Mrs. President

The term "First Lady," used to indicate the President's wife, was never applied to Martha Washington. It was not heard, in fact, until 1877, when it was applied to Lucy Hayes, the wife of Rutherford B. Hayes, the 19th President.

Here is a collection of First Lady facts:

Abigail Adams, First Lady from 1797–1801, brought the first piano to the White House.

Eleanor Roosevelt, First Lady from 1933–1945, drove her own car and refused Secret Service protection. She agreed, however, to keep a pistol in the glove compartment.

Lucy Hayes, after becoming First Lady in 1877, would not permit liquor to be served at White House functions. Her stand earned her the nickname "Lemonade Lucy."

Rainbow was the Secret Service's code name for Nancy Reagan.

Nancy Reagan isn't the only First Lady to have had an acting career in the movies. During the mid 1930's when Pat Nixon was attending the University of Southern California, she worked as a Hollywood "extra," a person hired for a minor part in a film, such as in a crowd scene.

Mary Todd Lincoln, the wife of the 16th President, has been described as selfish, spoiled, rude, and arrogant. She once complained so heatedly about food prices to the White House grocer that he quit. President Lincoln called the man into his office, put an arm about his shoulder and said, "Can't you stand for fifteen minutes what I have stood for fifteen years?"

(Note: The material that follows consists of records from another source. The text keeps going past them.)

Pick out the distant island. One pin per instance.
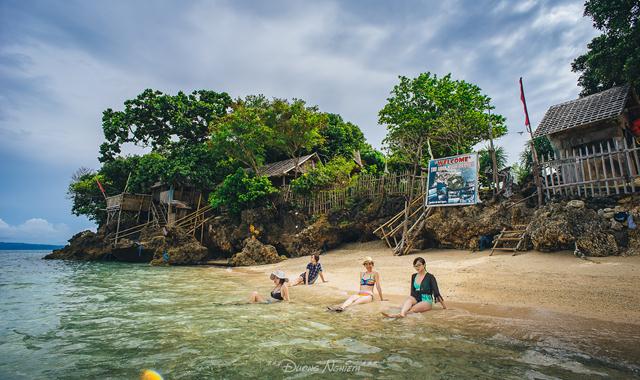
(26, 246)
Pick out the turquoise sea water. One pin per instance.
(77, 320)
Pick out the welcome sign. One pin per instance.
(453, 181)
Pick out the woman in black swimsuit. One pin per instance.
(280, 292)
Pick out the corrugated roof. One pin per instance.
(280, 168)
(601, 106)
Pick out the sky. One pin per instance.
(63, 62)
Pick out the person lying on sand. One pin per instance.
(424, 290)
(314, 270)
(279, 293)
(368, 279)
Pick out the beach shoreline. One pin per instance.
(532, 285)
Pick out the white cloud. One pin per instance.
(35, 230)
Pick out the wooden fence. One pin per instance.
(593, 170)
(365, 186)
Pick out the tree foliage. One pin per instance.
(612, 58)
(439, 115)
(157, 120)
(295, 126)
(335, 173)
(340, 138)
(243, 134)
(486, 164)
(242, 190)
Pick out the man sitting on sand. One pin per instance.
(314, 269)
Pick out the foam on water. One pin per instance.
(84, 320)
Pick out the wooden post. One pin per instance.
(546, 183)
(628, 159)
(613, 168)
(625, 179)
(494, 162)
(604, 169)
(575, 171)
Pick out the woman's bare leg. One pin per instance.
(361, 300)
(348, 302)
(420, 307)
(255, 297)
(406, 306)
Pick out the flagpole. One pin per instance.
(534, 153)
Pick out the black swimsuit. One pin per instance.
(277, 294)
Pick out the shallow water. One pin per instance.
(111, 320)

Abigail Adams, wife of John Adams, the second President, was thought to have too much influence on her husband. For that, she was sometimes called "her Majesty."

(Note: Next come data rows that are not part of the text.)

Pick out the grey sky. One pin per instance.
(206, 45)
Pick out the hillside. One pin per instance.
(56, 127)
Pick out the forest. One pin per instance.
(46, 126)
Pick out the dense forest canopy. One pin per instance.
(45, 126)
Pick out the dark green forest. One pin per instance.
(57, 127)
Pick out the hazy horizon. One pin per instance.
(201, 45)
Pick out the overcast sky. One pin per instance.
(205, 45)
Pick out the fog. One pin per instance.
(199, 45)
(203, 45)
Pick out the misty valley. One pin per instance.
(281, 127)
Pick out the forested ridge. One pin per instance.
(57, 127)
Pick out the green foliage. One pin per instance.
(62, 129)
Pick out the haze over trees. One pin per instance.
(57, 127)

Jane Pierce, wife of Franklin Pierce, the 14th President, believed that Washington and politics were evil. when her husband was seeking to be elected in 1852, she prayed that he would lose.

The Girl Scouts were the pet project of Lou Hoover, wife of the 31st President. She once served as the organization's national president.

Mamie Doud married Dwight D. Eisenhower in 1916, when he was an Army lieutenant. The Eisenhowers had 35 homes in 35 years at Army posts all over the world.

Claudia was the baptismal name of Lady Bird Johnson, the wife of Lyndon Johnson, the 36th President. She was nicknamed by a nursemaid who said she was "purty as a ladybird."